Indeed, with the exception of maybe a handful of instances during the past two years, I have not been able to make any money on the short side of the equity market. It does not seem to matter how bearish the indicators, or how bullish the Street, because when Quantitative Easing is perceived to be in force, selling dries up completely. The only reason the indices weakened between May and October of 2011 was a perception that QE was over. As soon as the Street had reason to believe more QE might be forthcoming, the shorts panicked out -- and slowly, methodically, the buyers trampled everyone.
At some point the playing field will be level again in equities, but right now it is anything but level. One look at the daily cash SPX versus VIX chart and you could come to the conclusion that the VIX just finished a bear flag consolidation period within its dominant decline from its October 2011 high, and, therefore, also has initiated a new down leg that should head for new lows perhaps into the 12.00-10.90 area last seen between December 2006 and February 2007.
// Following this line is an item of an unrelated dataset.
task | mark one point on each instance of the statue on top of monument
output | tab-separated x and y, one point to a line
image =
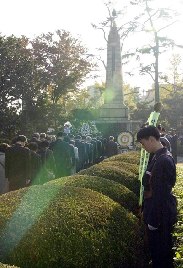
114	15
How can the SPX continue to climb at such a steep angle? I really don't know, but it is happening, in defiance of gravity, and within a much less than ideal near and intermediate term technical set-up. Be that as it may, with the end of the month and Q1 merely four sessions away, would it be too far-fetched to suggest that the SPX could be subject to an Apple (AAPL)-like parabolic few days?
I cannot rule that out, but what I also cannot rule out is that such a parabolic move will end badly, and that our subscriber's observation about the lopsided call buying reflects large institutions taking the other side of the "retail trade," in preparation for a Q2 that is the inverse, mirror image of Q1. A scary prospect, to be sure.